These girls look to be four foot around (or more) and they are jumping fences I am really lucky though I have 20 acres and my neighbor has 40 that is undeveloped just a gravel pit he doesn't complain when my goats are over there unless they are in his drive.


----------



## J.O.Y. Farm (Jan 10, 2012)

W


MsScamp said:


> Skyla, that is obviously not no-climb fence! :lol: :lol:


What would make you think that?!  :lol:


----------



## Cali2013 (Jun 2, 2013)

Our ND wether is our trouble maker. When we first got him a year ago, he would jump the barn gate to get out. Hubby had to hang goat wire fencing from the ceiling, against the wall ( so that it met the gate) to keep him in. We full expected to need to put electric wire around our 4 ft barnyard fence but suprisingly neither he or our doe has realized they can jump that. And we've had them for a year.


----------



## BlaqueUnicornAdventures (May 14, 2014)

I have a trouble maker...
My black orphan (Alpine/Feral x Boer) doe, my first bottle baby, is a demanding trouble maker! I made the mistake of letting her sleep in the bed with me (felt bad since her mom died and she was so delicate and required extra care) she potty trained pretty much in a week. Sharp as can be mentally! 

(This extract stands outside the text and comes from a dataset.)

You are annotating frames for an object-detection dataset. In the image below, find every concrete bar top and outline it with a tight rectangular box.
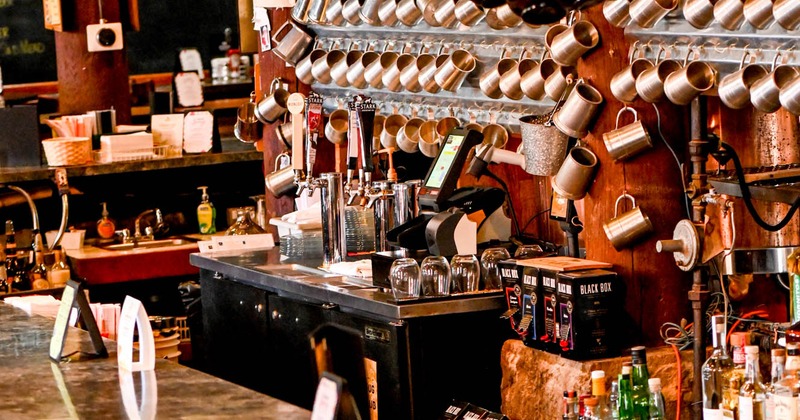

When she was two weeks old, I woke up in the middle of the night to a crashing sound in the kitchen... She was staring at me from on top of the refrigerator! Couldn't figure out how she got up there (she wasn't much bigger than a house cat at the time). She was so proud of herself...and I knew I was in for trouble!

She is also extremely vocal... She is convinced that she is Christina Aguilera, and used to hop up on the table, look you right in the eye and cheerfully make the loudest and most obnoxious bleating scream you can imagine, taking great pleasure in the variety of sounds she is able to produce (some sound like angry geese, some sound like emergency sirens... I scarcely know how to describe some of them as anything other than completely cringe enducing, penetrating, and completely dreadful) and the sheer volume she was able to generate was truly astonishing! ... Fortunately I discovered the squirt bottle... And whenever the OPERA PRACTICE would commence I would quietly squirt her I the face. I kinda felt bad because she was SOO proud of herself while doing it, but it was just terrible. 

She is constantly challenging herself to come up with ever more inventive ways to get me to make the "Oh God, what NOW? ...you have got to be kidding" face.


----------



## lottsagoats1 (Apr 12, 2014)

My Oberhasli doe was a he11ion as a youngster. She would race thrut he barn, into their pen and leap against the wall with her front feet, then push off with her rear feet. This caused the wall the bow, which put pressure on the door, causing the latch to spring and the door to open. All the goats would escape.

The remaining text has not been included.